“Neither a great fact, nor a great man, nor a great poem, nor a great picture, nor any other great thing, can be fathomed to the bottom in a moment of time.”
“Every great man is always being helped by everybody, for his gift is to get good out of all things and all persons.”
This, I reminded them, was what we had said when we spoke of the good and bad, that we must use all things for good.
“The ennobling difference between one man and another—between one animal and another—is precisely in this, that one feels more than another.”
“Doesn’t it seem,” said Florence, “as if Ruskin had written those papers especially for us?”

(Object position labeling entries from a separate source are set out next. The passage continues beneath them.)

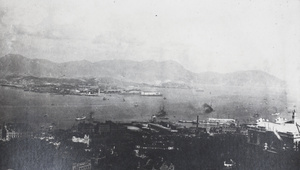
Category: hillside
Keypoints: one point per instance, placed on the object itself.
(150, 72)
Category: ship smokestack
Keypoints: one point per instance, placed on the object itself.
(293, 117)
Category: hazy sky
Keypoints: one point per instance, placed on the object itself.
(212, 35)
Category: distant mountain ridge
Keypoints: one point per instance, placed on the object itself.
(151, 72)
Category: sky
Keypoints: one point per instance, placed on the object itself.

“That last one,” I said, “expresses exactly our idea; here ‘feeling’ means the same as ‘sympathy,’ or ‘feeling with.’ So you find, all through the old books, the striving for this same truth, always vaguely expressed, never fully understood, as an ideal, as a religion of life.”

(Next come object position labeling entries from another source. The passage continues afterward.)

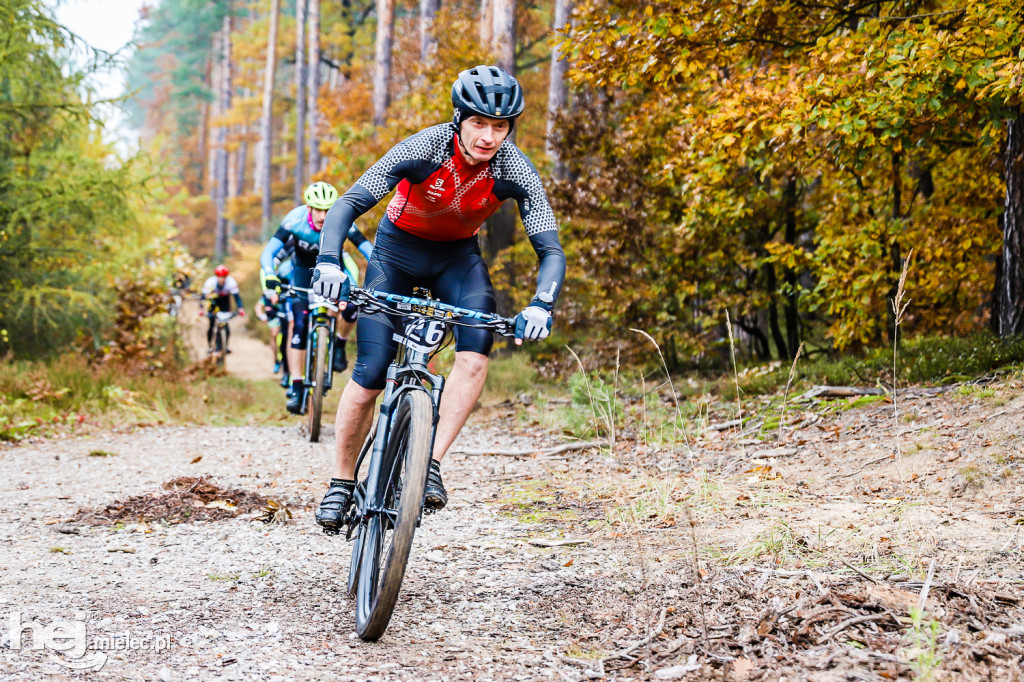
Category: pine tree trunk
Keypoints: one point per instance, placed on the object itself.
(428, 44)
(220, 164)
(382, 73)
(557, 90)
(1011, 308)
(212, 112)
(312, 91)
(300, 97)
(266, 117)
(500, 232)
(504, 34)
(486, 23)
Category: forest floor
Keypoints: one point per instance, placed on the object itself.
(849, 545)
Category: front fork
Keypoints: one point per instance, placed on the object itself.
(399, 380)
(316, 321)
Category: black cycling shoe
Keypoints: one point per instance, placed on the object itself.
(436, 496)
(333, 511)
(339, 363)
(297, 403)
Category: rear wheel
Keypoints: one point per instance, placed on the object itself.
(218, 345)
(387, 537)
(315, 407)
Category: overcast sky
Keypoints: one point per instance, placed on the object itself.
(107, 25)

Ruth asked: “Don’t you think all great religions have always believed in that final unity?”
“Not quite in this way,” I answered. “They have vaguely striven for it and implied it, but never realized it as the one meaning in life, the moving force of the universe.”
I gave each of them a pencil and a piece of paper, and said we would find out and write down what were the chief laws of all arts, and then follow that written paper throughout our meetings. I said: “It looks like a party, with the candy and the paper and pencils.”
“Yes,” said Florence; “and now we are going to play a guessing game!”